# Would like info on Parabuthus Capensis



## pokiecollector (Jul 16, 2008)

I would like all the available info on Parabuthus Capensis. Any info would be appreciated. Thanks.


----------



## Michiel (Jul 16, 2008)

Try Google, use the search function. Visit the website: scorpions of south africa. Just a few tips.


----------



## Brian S (Jul 16, 2008)

What's up with all the Qs about P capensis? Do you know where to get some or something?

Care should be pretty much the same as other Parabuthus spp


----------



## pokiecollector (Jul 16, 2008)

I just bought one and i'm more familiar with tarantulas.


----------



## Brian S (Jul 17, 2008)

Really??? Wow thats a nice addition! If you can, get more of those and breed them it would be really nice (hint hint)
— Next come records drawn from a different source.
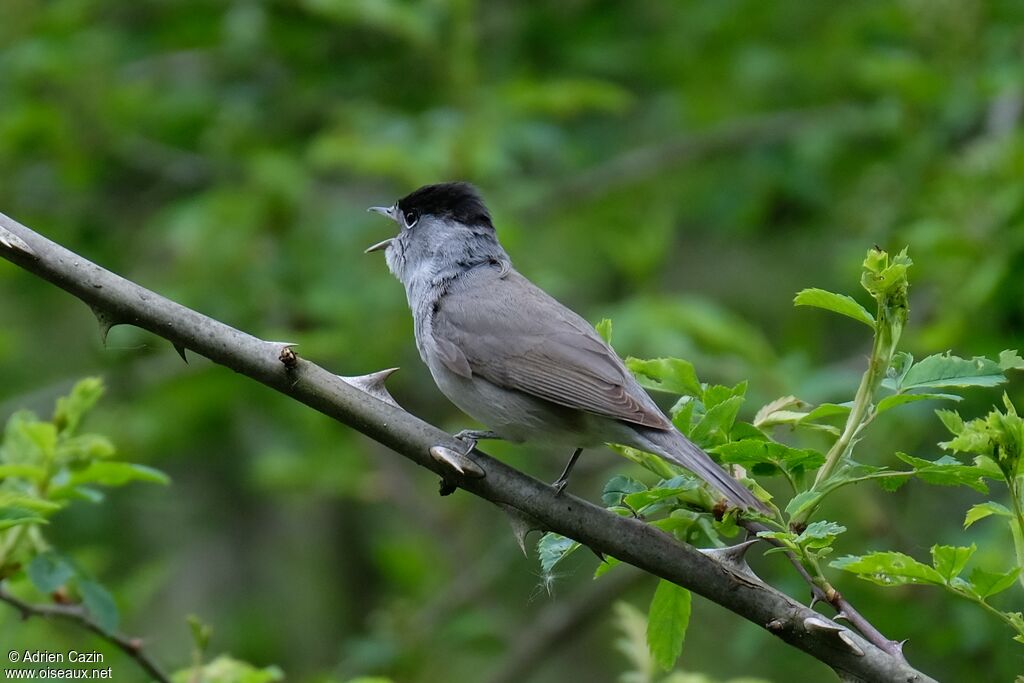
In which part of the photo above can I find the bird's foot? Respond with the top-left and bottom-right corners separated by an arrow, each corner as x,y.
549,448 -> 583,496
453,429 -> 501,456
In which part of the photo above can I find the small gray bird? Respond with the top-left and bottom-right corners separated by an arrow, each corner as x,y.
367,182 -> 764,511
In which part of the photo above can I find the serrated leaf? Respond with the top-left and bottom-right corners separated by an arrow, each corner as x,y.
28,553 -> 76,593
999,349 -> 1024,371
670,398 -> 695,436
78,579 -> 118,634
831,552 -> 945,586
754,396 -> 802,428
969,567 -> 1021,598
595,318 -> 613,344
714,440 -> 824,476
876,392 -> 961,414
646,580 -> 691,671
602,475 -> 647,507
899,353 -> 1009,391
799,521 -> 846,549
784,490 -> 824,518
793,288 -> 875,327
935,409 -> 965,435
964,501 -> 1012,528
537,533 -> 580,574
895,453 -> 992,493
689,396 -> 744,448
626,358 -> 701,397
702,382 -> 746,409
931,544 -> 975,581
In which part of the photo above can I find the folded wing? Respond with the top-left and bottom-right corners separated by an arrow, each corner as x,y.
431,270 -> 671,430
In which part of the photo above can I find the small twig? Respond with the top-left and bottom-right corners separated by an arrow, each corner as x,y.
0,583 -> 170,683
742,519 -> 906,660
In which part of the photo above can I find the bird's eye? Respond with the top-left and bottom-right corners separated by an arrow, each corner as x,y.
403,210 -> 419,229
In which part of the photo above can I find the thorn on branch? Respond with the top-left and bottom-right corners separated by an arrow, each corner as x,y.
339,367 -> 401,408
429,445 -> 485,478
173,343 -> 188,364
0,226 -> 37,258
804,616 -> 843,634
90,306 -> 122,346
699,538 -> 763,583
498,504 -> 546,556
839,630 -> 865,657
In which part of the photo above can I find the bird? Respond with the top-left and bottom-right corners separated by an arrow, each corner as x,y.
366,181 -> 765,511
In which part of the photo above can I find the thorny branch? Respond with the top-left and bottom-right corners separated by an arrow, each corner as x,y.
0,213 -> 936,682
0,584 -> 170,683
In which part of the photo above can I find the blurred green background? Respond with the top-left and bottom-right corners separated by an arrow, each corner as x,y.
2,0 -> 1023,680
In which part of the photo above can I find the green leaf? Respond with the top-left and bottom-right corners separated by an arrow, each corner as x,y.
753,395 -> 802,428
0,464 -> 48,482
784,490 -> 824,518
0,507 -> 48,530
875,392 -> 961,415
646,580 -> 691,671
793,288 -> 875,327
964,501 -> 1012,528
595,318 -> 613,344
931,544 -> 975,581
5,418 -> 58,463
626,358 -> 701,397
899,352 -> 1009,391
58,434 -> 116,462
701,382 -> 746,409
623,480 -> 700,513
798,521 -> 846,549
537,533 -> 580,574
689,396 -> 744,448
53,377 -> 105,435
170,655 -> 283,683
601,475 -> 647,507
28,553 -> 76,593
831,552 -> 945,586
969,567 -> 1021,598
670,398 -> 695,436
78,579 -> 118,634
714,440 -> 824,476
62,462 -> 170,488
935,409 -> 965,435
999,349 -> 1024,371
187,614 -> 213,653
894,453 -> 992,493
594,556 -> 621,579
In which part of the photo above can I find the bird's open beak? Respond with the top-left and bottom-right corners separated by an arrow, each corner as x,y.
366,205 -> 399,253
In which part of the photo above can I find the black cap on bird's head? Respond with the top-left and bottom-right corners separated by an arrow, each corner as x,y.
398,182 -> 492,229
366,182 -> 493,253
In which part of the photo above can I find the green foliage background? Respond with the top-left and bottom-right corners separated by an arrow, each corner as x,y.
2,0 -> 1023,680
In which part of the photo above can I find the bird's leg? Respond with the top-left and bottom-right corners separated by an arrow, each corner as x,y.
453,429 -> 502,456
551,448 -> 583,495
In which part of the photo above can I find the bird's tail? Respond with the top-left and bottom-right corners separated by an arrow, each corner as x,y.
629,426 -> 768,513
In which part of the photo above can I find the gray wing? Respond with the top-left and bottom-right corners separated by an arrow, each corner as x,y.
431,269 -> 672,430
Here is an article I did for P trans. The care should be very similar to P cap
Parabuthus transvaalicus by BrianS


----------



## Skywalker (Jul 17, 2008)

Do you have any pics? It's hard to believe that it's P.capensis knowing that they only occur in Namibia and RSA, two countries which have very strict exportation laws.


----------



## pokiecollector (Jul 17, 2008)

Theres a pic... What you think ?


----------



## Canth (Jul 17, 2008)

Well considering that isn't your picture, I'd suggest not saying it is. That is a HUGE no-no.


----------



## pokiecollector (Jul 17, 2008)

Thats what mine looks like... just to give you an idea.


----------



## crpy (Jul 17, 2008)

Canth said:


> Well considering that isn't your picture, I'd suggest not saying it is. That is a HUGE no-no.


Awesome catch canth, how'd you fiqure that so quick.:clap:


----------



## Canth (Jul 17, 2008)

pokiecollector said:


> Thats what mine looks like... just to give you an idea.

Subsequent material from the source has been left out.